• De là où je suis caché, ce petit recoin dans la pénombre dans la ruelle, j'entends ses petits pas résonner sur le pavé. Elle a beau être à l'autre bout de la rue, je l'entends comme si elle était juste à côté. Et ça ne m'étonne même pas. J'ai fini par m'habituer à ces nouveaux sens exacerbés. Pareil, la nuit est tombée, projetant ses ombres inquiétantes partout dans l'allée, mais je la vois qui s'approche. Comme en plein jour. La pauvre petite... Sa longue robe vert anis l'enserre et l'empêche de marcher. Le corset doit aussi l'empêcher de respirer par ailleurs. La voilà qui s'arrête, à quelques mètres à peine de moi. Elle a ses deux mains jointes nerveusement dans leurs petits gants couleur crème et danse d'un pied sur l'autre, signe évident de son angoisse croissante. L'endroit lui fait peur, la pauvre chose. Elle n'a pas l'habitude des recoins mal famés de la ville. De Londres, elle ne connait que les grandes propriétés de ses amis richissimes.
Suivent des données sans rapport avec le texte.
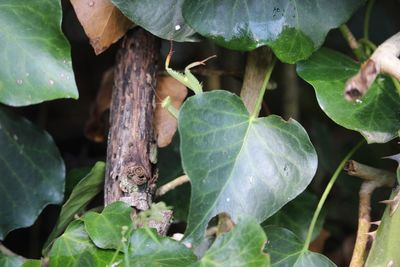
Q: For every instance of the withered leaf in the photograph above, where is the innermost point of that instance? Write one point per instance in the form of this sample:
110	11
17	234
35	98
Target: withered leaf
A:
103	23
164	123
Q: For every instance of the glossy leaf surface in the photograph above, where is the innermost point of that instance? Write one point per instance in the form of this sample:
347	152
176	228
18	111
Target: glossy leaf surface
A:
293	29
242	246
35	56
149	249
70	245
105	229
81	195
296	216
376	116
285	249
163	19
237	164
32	172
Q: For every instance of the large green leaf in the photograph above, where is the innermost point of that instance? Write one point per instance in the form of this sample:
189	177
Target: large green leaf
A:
170	167
293	29
70	245
386	246
74	248
285	249
296	216
149	249
32	172
242	246
98	258
105	229
238	164
81	195
163	19
35	56
376	116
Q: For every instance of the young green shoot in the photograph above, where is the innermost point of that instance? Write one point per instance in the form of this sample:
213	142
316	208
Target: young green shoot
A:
186	78
326	193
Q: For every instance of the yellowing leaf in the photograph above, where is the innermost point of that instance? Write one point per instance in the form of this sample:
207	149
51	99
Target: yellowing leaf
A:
164	123
103	23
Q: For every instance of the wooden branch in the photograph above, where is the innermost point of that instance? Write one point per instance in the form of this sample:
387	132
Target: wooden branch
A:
373	178
257	62
130	174
384	60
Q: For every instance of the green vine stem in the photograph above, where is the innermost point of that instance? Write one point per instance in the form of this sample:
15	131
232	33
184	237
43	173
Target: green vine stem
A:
367	17
326	193
260	97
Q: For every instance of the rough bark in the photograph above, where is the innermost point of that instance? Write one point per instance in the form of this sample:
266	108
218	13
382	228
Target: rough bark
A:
131	151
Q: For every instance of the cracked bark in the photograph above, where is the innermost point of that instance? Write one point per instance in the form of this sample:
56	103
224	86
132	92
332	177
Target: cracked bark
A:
130	171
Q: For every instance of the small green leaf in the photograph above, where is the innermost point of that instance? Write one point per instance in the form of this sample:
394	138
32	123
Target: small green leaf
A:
81	195
32	263
98	258
386	246
163	19
286	249
70	245
35	56
296	216
149	249
287	26
242	246
376	116
75	249
10	261
238	164
32	172
105	229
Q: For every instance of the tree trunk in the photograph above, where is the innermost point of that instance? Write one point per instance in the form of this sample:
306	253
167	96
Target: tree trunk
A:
131	151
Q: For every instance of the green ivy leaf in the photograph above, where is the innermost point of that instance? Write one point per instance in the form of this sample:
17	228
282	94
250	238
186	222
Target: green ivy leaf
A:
75	249
81	195
35	56
237	164
32	172
376	117
69	246
296	216
286	249
287	26
163	19
170	167
242	246
10	261
149	249
105	228
386	246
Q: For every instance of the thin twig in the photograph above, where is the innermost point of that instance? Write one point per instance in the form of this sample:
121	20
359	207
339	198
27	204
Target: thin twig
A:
5	251
383	60
373	178
172	185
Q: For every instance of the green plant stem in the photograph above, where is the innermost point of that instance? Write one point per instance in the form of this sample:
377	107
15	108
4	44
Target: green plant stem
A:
260	97
396	84
367	17
351	40
326	193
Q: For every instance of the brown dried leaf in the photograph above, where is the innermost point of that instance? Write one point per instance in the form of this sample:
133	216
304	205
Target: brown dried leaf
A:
103	23
164	123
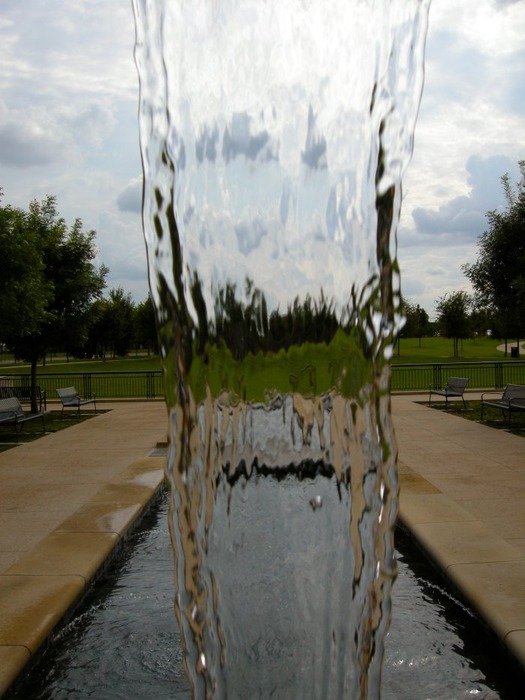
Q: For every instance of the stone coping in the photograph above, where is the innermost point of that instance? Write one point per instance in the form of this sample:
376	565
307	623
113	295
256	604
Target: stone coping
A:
40	590
447	468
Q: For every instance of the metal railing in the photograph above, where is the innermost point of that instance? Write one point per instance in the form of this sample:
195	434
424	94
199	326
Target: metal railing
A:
481	375
104	385
149	385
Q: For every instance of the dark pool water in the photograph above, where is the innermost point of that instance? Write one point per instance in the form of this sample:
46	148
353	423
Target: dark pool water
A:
124	643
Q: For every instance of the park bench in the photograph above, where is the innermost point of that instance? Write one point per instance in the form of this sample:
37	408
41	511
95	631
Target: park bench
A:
23	394
70	399
454	389
512	399
12	413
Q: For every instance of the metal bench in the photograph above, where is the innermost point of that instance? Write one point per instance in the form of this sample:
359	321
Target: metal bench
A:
512	399
12	413
70	399
454	389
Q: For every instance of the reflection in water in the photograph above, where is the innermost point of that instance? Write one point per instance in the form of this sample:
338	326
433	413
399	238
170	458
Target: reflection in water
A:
123	643
274	137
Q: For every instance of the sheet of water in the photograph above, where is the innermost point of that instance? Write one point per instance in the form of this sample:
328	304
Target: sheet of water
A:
274	136
124	643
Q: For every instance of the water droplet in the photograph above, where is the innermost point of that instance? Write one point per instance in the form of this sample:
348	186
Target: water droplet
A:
316	502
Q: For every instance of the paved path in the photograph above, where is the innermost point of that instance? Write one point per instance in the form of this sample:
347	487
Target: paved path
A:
462	495
67	500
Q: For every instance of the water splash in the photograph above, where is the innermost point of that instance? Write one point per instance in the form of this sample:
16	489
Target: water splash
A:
274	137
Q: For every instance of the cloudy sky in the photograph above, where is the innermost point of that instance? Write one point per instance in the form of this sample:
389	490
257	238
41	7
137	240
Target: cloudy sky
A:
68	127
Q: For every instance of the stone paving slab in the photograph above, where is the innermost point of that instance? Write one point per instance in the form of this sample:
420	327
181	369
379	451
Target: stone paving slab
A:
66	501
462	490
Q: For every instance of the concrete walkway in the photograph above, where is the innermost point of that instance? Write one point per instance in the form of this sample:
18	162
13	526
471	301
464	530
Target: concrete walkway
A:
67	500
462	495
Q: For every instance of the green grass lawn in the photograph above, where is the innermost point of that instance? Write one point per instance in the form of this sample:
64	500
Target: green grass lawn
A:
435	350
60	364
411	351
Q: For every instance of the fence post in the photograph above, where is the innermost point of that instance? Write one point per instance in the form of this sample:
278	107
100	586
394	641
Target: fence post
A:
436	375
498	375
87	385
150	385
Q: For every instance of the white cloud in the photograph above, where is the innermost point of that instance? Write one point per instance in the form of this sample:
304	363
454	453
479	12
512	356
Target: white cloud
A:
68	126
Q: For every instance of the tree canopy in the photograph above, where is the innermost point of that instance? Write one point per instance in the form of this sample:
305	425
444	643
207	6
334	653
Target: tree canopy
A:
498	275
49	281
453	317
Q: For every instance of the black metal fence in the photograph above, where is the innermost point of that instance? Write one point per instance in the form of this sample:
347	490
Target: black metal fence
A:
104	385
148	384
481	375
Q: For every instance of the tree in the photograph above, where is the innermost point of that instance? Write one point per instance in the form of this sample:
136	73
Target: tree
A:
120	311
59	277
24	292
498	275
417	322
145	325
453	317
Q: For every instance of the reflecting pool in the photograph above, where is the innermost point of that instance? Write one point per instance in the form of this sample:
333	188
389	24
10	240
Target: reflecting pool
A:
124	642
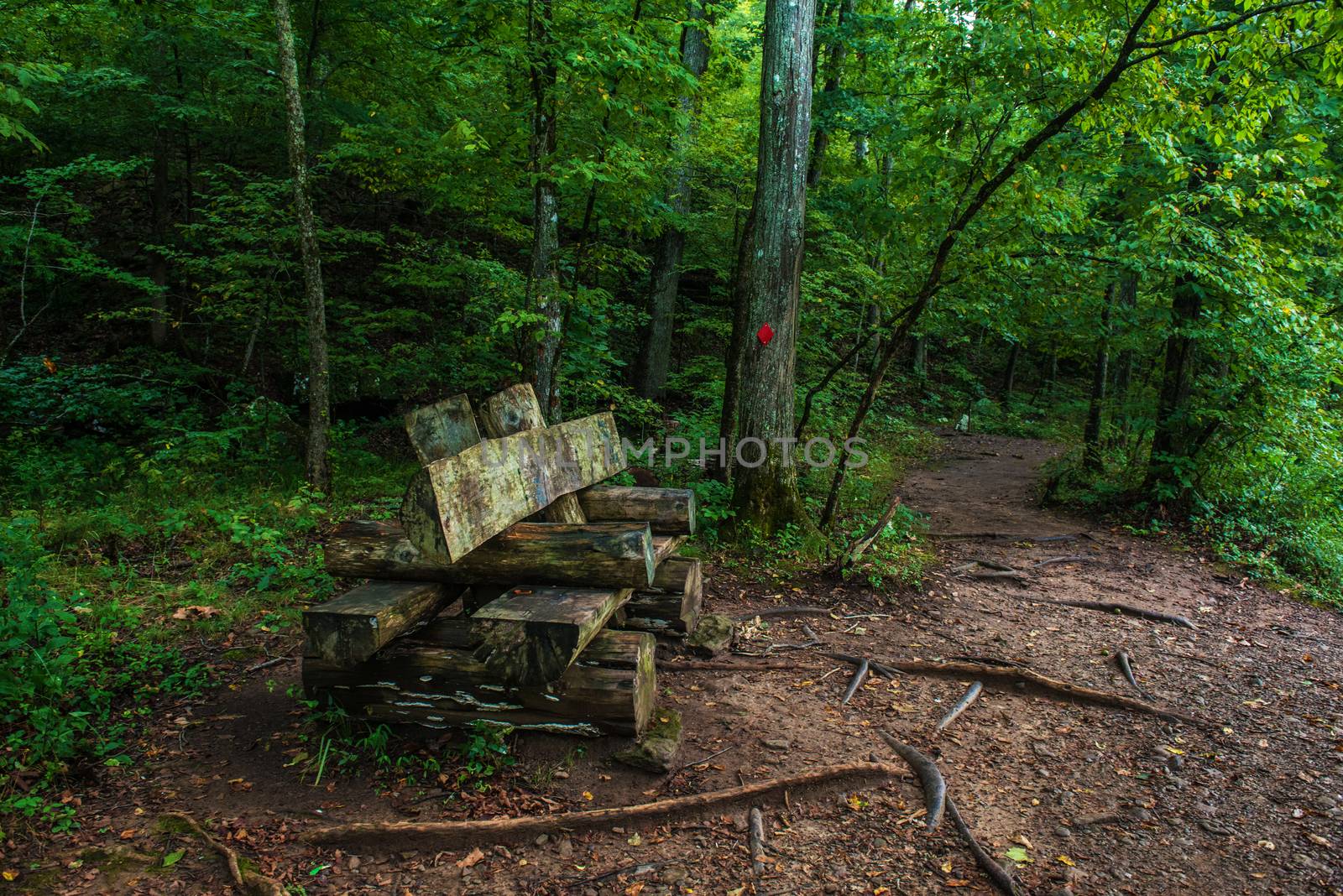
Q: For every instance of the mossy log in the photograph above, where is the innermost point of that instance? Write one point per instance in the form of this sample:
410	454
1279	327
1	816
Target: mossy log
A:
433	679
597	555
671	511
457	503
351	628
532	635
516	409
442	430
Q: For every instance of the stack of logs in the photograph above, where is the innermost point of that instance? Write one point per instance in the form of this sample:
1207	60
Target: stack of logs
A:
516	586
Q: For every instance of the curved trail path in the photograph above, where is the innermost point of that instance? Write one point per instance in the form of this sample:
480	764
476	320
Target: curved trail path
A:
1087	799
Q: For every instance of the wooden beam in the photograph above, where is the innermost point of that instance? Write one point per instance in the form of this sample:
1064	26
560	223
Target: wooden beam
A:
355	625
532	635
433	679
516	409
456	504
597	555
671	511
442	430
Le vent froid de l'automne la fait frissonner et soulève quelques feuilles morts qui viennent voleter autour de ses bottines de cuir noir, cachées sous les trois jupes de sa robe.

    Enfin, je m'approche un petit peu, juste assez pour signaler ma présence, pas assez pour qu'elle puisse me voir réellement. Je suis bien là, dans l'ombre. La nuit est ma nouvelle demeure.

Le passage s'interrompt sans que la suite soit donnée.